W pierwszym spotkaniu Polska pokonała na wyjeździe Bośniaków 2:1. W spotkaniu tym zabrakło Roberta Lewandowskiego, który w środę powinien jednak już wybiec na boisko.
„Możliwe, że Lewandowski to najlepszy piłkarz w tej chwili w Europie. Na pewno będziemy mieli z nim problemy. Ostatnio nie grał z nami, a jutro najprawdopodobniej wystąpi, ale liczę, że zagramy na tyle dobrze, że pozwoli nam to odnieść zwycięstwo” – powiedział Bajevic.
Selekcjoner Bośni po odpadnięciu w barażach podał się do dymisji, ale jego środowy mecz z Polską nie będzie ostatnim na ławce trenerskiej reprezentacji.

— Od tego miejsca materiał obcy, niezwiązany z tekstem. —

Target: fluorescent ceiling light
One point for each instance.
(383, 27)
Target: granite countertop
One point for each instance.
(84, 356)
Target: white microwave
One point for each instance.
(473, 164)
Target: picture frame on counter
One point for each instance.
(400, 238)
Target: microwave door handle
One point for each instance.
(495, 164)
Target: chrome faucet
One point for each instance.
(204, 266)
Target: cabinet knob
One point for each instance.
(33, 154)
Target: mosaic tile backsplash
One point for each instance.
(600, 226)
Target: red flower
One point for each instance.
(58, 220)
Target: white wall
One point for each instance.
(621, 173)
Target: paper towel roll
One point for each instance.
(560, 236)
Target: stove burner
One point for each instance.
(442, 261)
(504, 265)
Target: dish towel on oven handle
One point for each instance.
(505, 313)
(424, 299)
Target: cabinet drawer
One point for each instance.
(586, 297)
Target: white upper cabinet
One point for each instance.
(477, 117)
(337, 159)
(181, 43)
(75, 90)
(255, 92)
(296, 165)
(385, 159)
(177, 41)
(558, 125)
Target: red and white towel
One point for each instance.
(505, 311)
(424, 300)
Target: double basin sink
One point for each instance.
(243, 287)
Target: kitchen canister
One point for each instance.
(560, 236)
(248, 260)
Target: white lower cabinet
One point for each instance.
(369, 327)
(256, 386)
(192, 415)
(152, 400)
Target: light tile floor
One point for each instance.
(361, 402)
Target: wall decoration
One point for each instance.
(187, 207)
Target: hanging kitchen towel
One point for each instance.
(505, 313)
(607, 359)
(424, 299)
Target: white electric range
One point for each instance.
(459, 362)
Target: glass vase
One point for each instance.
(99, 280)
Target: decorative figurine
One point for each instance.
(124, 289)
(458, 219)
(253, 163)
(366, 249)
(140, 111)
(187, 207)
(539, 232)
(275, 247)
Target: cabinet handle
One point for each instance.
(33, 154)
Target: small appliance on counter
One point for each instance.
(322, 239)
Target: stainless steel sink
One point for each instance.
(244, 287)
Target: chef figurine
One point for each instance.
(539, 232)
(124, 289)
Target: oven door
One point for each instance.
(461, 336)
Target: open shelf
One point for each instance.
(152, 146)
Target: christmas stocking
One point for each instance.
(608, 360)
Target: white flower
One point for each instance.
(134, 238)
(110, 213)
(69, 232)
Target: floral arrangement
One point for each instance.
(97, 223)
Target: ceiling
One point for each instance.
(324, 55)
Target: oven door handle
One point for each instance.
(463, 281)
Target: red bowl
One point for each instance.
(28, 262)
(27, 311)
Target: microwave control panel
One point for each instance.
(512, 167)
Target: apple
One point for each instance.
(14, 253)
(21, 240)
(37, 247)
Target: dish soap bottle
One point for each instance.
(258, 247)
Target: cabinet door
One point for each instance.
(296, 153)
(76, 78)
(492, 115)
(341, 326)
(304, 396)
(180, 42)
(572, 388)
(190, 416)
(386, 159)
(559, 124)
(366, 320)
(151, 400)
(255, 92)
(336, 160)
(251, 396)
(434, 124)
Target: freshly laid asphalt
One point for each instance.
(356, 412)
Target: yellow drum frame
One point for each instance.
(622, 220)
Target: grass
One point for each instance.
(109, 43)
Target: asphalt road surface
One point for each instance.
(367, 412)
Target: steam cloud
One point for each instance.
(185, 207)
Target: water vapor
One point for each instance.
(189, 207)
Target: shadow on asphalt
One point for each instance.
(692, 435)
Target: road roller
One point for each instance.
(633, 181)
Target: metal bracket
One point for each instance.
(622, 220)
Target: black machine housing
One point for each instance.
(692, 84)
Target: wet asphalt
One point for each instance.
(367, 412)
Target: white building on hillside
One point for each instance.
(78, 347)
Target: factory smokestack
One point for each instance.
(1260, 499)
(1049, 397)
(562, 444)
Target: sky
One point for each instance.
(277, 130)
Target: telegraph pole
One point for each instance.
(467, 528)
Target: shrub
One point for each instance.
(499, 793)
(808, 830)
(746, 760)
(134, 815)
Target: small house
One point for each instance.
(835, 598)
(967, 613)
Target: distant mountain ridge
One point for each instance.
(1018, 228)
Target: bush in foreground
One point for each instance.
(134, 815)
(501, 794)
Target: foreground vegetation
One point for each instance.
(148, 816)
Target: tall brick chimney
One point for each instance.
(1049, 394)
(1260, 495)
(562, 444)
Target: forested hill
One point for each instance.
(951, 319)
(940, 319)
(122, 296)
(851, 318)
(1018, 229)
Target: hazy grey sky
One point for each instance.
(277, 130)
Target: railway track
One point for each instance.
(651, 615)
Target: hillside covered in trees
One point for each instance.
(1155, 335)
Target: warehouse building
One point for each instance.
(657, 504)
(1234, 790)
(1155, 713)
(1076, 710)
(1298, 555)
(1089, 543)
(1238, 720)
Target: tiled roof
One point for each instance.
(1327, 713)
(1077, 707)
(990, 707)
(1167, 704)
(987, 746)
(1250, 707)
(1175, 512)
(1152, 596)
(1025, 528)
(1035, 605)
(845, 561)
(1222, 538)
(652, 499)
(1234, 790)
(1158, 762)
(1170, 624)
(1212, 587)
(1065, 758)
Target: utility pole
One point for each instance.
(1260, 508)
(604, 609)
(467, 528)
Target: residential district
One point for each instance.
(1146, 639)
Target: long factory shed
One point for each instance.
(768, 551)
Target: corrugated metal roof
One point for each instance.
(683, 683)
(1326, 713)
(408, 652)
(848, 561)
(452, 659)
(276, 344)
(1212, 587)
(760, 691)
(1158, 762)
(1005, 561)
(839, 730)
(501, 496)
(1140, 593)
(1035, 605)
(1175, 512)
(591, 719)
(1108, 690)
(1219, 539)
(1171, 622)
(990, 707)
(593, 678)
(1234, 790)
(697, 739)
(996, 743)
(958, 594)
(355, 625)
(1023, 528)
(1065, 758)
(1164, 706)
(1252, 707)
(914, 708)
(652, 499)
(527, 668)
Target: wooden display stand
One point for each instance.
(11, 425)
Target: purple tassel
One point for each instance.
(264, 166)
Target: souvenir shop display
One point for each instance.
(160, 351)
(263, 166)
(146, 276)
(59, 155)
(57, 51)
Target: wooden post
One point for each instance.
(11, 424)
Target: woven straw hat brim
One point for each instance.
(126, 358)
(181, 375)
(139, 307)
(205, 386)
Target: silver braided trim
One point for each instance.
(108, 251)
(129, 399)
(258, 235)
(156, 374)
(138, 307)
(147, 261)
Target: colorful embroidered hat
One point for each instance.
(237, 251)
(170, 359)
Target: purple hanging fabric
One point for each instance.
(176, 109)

„Pan trener będzie z nami do końca Ligi Narodów i później najprawdopodobniej przyjdzie nowy szkoleniowiec. Mieliśmy dobre mecze pod wodzą trenera, dużo się nauczyliśmy, wielu młodych zawodników zostało wprowadzonych do reprezentacji. Trener zrobił, co w jego mocy, aby nasz zespół osiągał dobre wyniki. Będzie jutro na pewno dla nas dużym wsparciem jego obecność na ławce trenerskiej” – skomentował Sehic.
Po trzech kolejkach grupy A w Lidze Narodów z pięcioma punktami prowadzą Włosi, oczko mniej ma Holandia oraz Polska a Bośnia i Hercegowina po dwóch remisach zamyka stawkę.
Początek meczu Polska – Bośnia i Hercegowina w środę o godz. 20.45.